This is an applet for a
blog post Using Venn Pie Charts to illustrate Bayes' theorem
at
oracleaide.wordpress.com.
Here is a
classical Bayesian problem from the famous Yudkowsky's "An Intuitive Explanation of Bayes' Theorem":
1% of women at age forty who participate in routine screening have breast cancer.
80% of women with breast cancer will get positive mammographies.
9.6% of women without breast cancer will also get positive mammographies.
A woman in this age group had a positive mammography in a routine screening.
What is the probability that she actually has breast cancer?
The Venn Pie Chart (I admit - I made up the term) describes events presented in the problem using colored
overlapping sectors:
The pink sector represents frequency of the first event (A), women having breast cancer.
The gray sector represents frequency of the second event (B), women having a positive test.
The area where sectors overlap (the dark gray sector),
represents frequency of the second event given that the first one has
happened (B|A or "B given A").
Ratios of sector areas (or arcs) represent probabilities of events.
How is it different from Venn diagrams or Pie Charts?
It is different from a regular Pie Chart because its sectors overlap.
It is different from a regular Venn (or, rather, Euler) diagram because it presents sets using sectors, not circles.
Just click the "Draw" button, and observe that:
Percentage of women with breast cancer - the pink sector - is still just 1%.
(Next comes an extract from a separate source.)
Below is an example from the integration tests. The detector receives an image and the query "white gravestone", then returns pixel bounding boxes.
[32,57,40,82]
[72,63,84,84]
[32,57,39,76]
The most confusing number in the whole problem is 80%.
It is the dark gray sector - representing women with positive test and
cancer. And it covers only part (80% to be precise) of the tiny pink
sector, not the whole circle (a.k.a. universe).
There is a lot of false positives - the light gray sector, covering 9.6% of the white area (not the whole circle!).
Feel free to explore different combinations of probabilities: (50,50,50), (25,25,25), (25,50,25), (30,30,30), (50,0,50).